I compared the performance of 3x3 and 4x4 matrix multiplication using Eigen with the -O3 optimization flag, and surprisingly, I found that the 4x4 case is more than twice as fast as the 3x3 case! This result was unexpected, and I'm curious to understand why.
The benchmark code I used was compiled with the following command:
g++ -O3 -I/usr/include/eigen3 tmp.cpp
.
Here’s the code snippet for the benchmark:
#include <Eigen/Dense>
#include <Eigen/Geometry>
#include <iostream>
#include <vector>
#include <chrono>
#include <random>
#include <valgrind/callgrind.h>
void benchmark_matrix3d_multiplication(const std::vector<Eigen::Matrix3d>& matrices) {
auto start = std::chrono::high_resolution_clock::now();
Eigen::Matrix3d result = Eigen::Matrix3d::Identity();
for(size_t i = 0; i < matrices.size(); i++) {
asm("# 3dmat mult start");
result = result * matrices[i];
asm("# 3dmat mult end");
}
auto end = std::chrono::high_resolution_clock::now();
auto duration = std::chrono::duration_cast<std::chrono::microseconds>(end - start);
std::cout << "Matrix3d: " << duration.count() << " microseconds" << std::endl;
std::cout << result << std::endl; // to avoid compiler optimization
}
void benchmark_matrix4d_multiplication(const std::vector<Eigen::Matrix4d>& matrices4) {
auto start = std::chrono::high_resolution_clock::now();
Eigen::Matrix4d result = Eigen::Matrix4d::Identity();
for(size_t i = 0; i < matrices4.size(); i++) {
asm("# 4dmat mult start");
result = result * matrices4[i];
asm("# 4dmat mult end");
}
auto end = std::chrono::high_resolution_clock::now();
auto duration = std::chrono::duration_cast<std::chrono::microseconds>(end - start);
std::cout << "Matrix4d: " << duration.count() << " microseconds" << std::endl;
std::cout << result << std::endl; // to avoid compiler optimization
}
void benchmark_matrix_multiplication() {
const int num_matrices = 100000;
std::vector<Eigen::Matrix3d> matrices(num_matrices);
for(size_t i = 0; i < num_matrices; i++) {
auto q = Eigen::Quaterniond::UnitRandom();
matrices[i] = q.toRotationMatrix();
}
std::vector<Eigen::Matrix4d> matrices4(num_matrices);
for(size_t i = 0; i < num_matrices; i++) {
matrices4[i].block<3,3>(0,0) = matrices[i];
}
CALLGRIND_START_INSTRUMENTATION; // start callgrind
benchmark_matrix3d_multiplication(matrices);
benchmark_matrix4d_multiplication(matrices4);
}
int main() {
benchmark_matrix_multiplication();
}
The result is the following and confirmed that, the two results match each other.
Matrix3d: 2008 microseconds
0.440386 -0.897765 -0.00889435
0.808307 0.400777 -0.431298
0.390768 0.182748 0.902166
Matrix4d: 833 microseconds
0.440386 -0.897765 -0.00889435 0
0.808307 0.400777 -0.431298 0
0.390768 0.182748 0.902166 0
0 0 0 0
Note that I added asm("# 3dmat mult start")
and similar markers to identify the relevant sections of the assembly code.

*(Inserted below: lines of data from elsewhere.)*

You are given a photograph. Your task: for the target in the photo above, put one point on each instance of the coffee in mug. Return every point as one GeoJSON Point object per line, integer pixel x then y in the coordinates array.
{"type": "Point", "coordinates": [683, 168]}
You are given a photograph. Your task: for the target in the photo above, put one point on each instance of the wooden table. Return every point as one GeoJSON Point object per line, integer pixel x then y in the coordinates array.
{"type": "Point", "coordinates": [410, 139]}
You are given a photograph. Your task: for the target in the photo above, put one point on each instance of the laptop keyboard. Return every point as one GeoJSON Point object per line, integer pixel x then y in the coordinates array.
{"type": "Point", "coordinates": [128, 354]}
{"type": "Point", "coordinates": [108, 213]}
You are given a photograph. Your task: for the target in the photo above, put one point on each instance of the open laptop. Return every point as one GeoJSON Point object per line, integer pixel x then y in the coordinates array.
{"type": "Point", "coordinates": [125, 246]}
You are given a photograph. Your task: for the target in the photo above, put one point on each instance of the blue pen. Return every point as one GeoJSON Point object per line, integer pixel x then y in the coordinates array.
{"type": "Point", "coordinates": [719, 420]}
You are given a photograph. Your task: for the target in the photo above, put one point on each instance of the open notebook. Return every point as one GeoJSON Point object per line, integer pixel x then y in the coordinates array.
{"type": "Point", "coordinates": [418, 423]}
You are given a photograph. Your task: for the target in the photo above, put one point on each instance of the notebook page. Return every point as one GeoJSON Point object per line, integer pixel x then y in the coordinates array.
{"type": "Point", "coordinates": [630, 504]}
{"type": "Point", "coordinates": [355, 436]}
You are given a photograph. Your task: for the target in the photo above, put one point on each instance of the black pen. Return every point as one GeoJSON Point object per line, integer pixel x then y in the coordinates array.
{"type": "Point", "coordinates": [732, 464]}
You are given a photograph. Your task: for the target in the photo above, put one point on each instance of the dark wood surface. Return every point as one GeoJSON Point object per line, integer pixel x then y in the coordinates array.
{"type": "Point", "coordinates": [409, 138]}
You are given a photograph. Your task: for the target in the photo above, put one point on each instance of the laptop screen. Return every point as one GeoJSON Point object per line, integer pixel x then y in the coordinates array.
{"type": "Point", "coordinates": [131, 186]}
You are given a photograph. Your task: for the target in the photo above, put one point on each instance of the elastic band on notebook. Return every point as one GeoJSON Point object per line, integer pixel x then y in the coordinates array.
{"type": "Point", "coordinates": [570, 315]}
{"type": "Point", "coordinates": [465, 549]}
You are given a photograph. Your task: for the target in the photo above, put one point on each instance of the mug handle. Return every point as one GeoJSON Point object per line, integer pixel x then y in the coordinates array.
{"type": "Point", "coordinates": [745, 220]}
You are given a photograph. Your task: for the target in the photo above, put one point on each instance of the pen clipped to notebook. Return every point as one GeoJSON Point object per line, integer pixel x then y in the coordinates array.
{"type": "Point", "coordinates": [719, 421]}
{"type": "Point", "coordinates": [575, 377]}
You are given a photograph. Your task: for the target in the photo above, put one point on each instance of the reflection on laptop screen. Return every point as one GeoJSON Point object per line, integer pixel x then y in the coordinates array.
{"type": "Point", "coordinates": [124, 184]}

Based on the assembly output, it appears that the multiplication operations are indeed being performed and not optimized away by the compiler. Interestingly, the assembly code for the 4x4 case has more lines of instructions than the 3x3 case, yet it executes faster.
Could someone explain why the 4x4 matrix multiplication is significantly faster in this scenario? Is there a mistake in my measurement, or is there an underlying reason for this result?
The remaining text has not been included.